И Чарльз, и я были укушены в разное время. Я — той, которую Соломон радостно загнал в угол кухни, после того как она благополучно очнулась. Он с ней беседовал, и рука, которую я протянула, чтобы ее выручить, видимо, явилась последней соломинкой: пища от ярости, землеройка свирепо прыгнула на меня и укусила за палец. Чарльза укусила та, которую мы, потому что она была сильно потрепана, поместили в коробку с травой и листьями посмотреть, не придет ли она в себя, и закрыли коробку в ванной. В себя она пришла. Когда Чарльз некоторое время спустя пошел ее проведать, она в бешенстве пыталась выбраться из коробки, а когда и он протянул ей руку помощи, то был тоже укушен. И завопил так громко, что Шеба, подглядывавшая под дверью ванной, в ужасе выбежала из дома и забралась на сливу, Соломон укрылся под кроватью, а я уронила миску с тестом. Укус землеройки, конечно, не очень страшен — так, укол булавкой. Просто меня поразило внезапное появление Чарльза с широкой полоской пластыря на пальце и готовой к освобождению землеройкой, которая как сумасшедшая прыгала внутри носка.
Еще большим сюрпризом оказалась землеройка, которая прожила у нас четыре дня. Произошло это много позднее, когда Шеба, обнаружив, что в доме мы все живое у нее отбираем, завела привычку тайком забираться со своими трофеями на нашу кровать.
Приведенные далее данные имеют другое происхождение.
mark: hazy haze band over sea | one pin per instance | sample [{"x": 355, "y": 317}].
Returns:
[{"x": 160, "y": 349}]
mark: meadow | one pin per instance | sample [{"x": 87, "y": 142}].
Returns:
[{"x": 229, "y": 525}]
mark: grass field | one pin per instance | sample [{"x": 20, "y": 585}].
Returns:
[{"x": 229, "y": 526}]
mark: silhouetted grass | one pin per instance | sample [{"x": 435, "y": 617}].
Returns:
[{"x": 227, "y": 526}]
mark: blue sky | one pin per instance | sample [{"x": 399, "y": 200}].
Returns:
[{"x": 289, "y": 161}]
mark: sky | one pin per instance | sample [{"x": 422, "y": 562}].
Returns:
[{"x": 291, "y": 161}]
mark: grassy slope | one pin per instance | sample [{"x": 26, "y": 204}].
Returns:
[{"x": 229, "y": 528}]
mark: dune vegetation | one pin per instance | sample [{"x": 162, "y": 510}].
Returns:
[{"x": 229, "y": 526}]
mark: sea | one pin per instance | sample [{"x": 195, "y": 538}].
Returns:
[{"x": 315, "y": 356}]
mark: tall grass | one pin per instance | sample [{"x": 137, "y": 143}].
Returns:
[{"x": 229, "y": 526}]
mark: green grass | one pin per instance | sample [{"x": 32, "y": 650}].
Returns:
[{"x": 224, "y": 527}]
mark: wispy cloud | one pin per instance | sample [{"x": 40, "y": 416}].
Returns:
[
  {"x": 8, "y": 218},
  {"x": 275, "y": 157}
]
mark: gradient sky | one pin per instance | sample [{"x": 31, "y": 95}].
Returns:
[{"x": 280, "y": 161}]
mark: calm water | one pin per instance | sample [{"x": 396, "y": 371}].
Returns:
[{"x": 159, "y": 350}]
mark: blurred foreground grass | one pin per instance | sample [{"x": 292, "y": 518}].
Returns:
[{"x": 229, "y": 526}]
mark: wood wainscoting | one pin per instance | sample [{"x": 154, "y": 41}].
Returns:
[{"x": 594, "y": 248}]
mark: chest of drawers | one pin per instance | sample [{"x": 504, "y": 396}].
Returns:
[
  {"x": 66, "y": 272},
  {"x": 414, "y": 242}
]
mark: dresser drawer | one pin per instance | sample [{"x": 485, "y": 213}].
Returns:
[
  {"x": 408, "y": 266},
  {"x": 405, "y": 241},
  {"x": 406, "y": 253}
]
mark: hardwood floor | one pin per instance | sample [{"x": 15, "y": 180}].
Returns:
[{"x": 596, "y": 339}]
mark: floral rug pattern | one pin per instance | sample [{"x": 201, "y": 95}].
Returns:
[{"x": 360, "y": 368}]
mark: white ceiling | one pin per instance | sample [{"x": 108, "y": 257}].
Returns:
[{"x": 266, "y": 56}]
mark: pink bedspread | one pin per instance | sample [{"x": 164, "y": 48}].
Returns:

Там она могла заниматься изучением живой природы на чистом одеяле, а, заслышав наши шаги, просто схватывала свою жертву и ныряла под кровать, откуда извлечь ее нам никогда не удавалось. Данную землеройку, однако, она отнесла на кровать, которая была занята тетей Луизой. (Хотя кошек у нас осталось лишь две, мы по-прежнему уступали свою спальню гостям, а сами спали в свободной комнате, избавляясь таким образом от лишних препирательств с Соломоном.) И тетя Луиза, едва увидев землеройку, испустила такой визг, что Шеба, при обычных обстоятельствах невозмутимая как айсберг, от изумления выронила свою добычу, и та сбежала.
Я отлично знаю, что землеройки за день съедают корм, в несколько раз превышающий их собственный вес, и что их нельзя содержать в неволе. Сидни, как деревенский житель, интересовался подобными вещами и пересказал мне то, что видел по телику. Можно или нет, но следующие четыре дня землеройка так часто попадалась нам всем на глаза, что даже Шеба начала вздрагивать при виде ее. То наверху — крейсируя подобно крохотной серой подводной лодке через лестничную площадку или по спальням. То внизу — небрежно прогуливаясь по ковру от комода до щелки под дверью стенного шкафа. Мы так ее и не поймали, хотя она никогда не убыстряла шага. Чарльз теперь отказывался прикасаться к землеройкам Шебы без перчаток, а к тому времени, когда он возвращался с перчатками (я вообще отказалась к ним притрагиваться), землеройка успевала исчезнуть. А кошки были так травмированы, что явно предпочитали ее игнорировать.
Несколько раз, когда я брала ящик Соломона, чтобы сменить в нем землю, под его краем оказывалась землеройка. Чарльз сказал, что вот, значит, как она поддерживает свои силы: съедает червей и насекомых в ящике. Мне это показалось маловероятным: будь там черви и насекомые, так Соломон сам бы их съел. Однако в результате у меня появилась еще одна обязанность: не желая иметь ее смерть на моей совести, я теперь, когда меняла землю, оставляла в ящике пучок травы.
Тетя Луиза сказала, что я вся — в бабушку и мы обе сумасшедшие. Соломон негодующе осведомился, как он может игнорировать то, что сидит у него под ящиком, если я это кормлю прямо у него под носом? И вообще, пока оно тут, он будет пользоваться садом. У Чарльза завелась привычка по утрам исподтишка вытряхивать свои ботинки, прежде чем их надеть. Мы уже собирались выкинуть белый флаг, когда на четвертый день вечером землеройка вразвалочку спустилась с крыльца и навсегда исчезла из нашей жизни.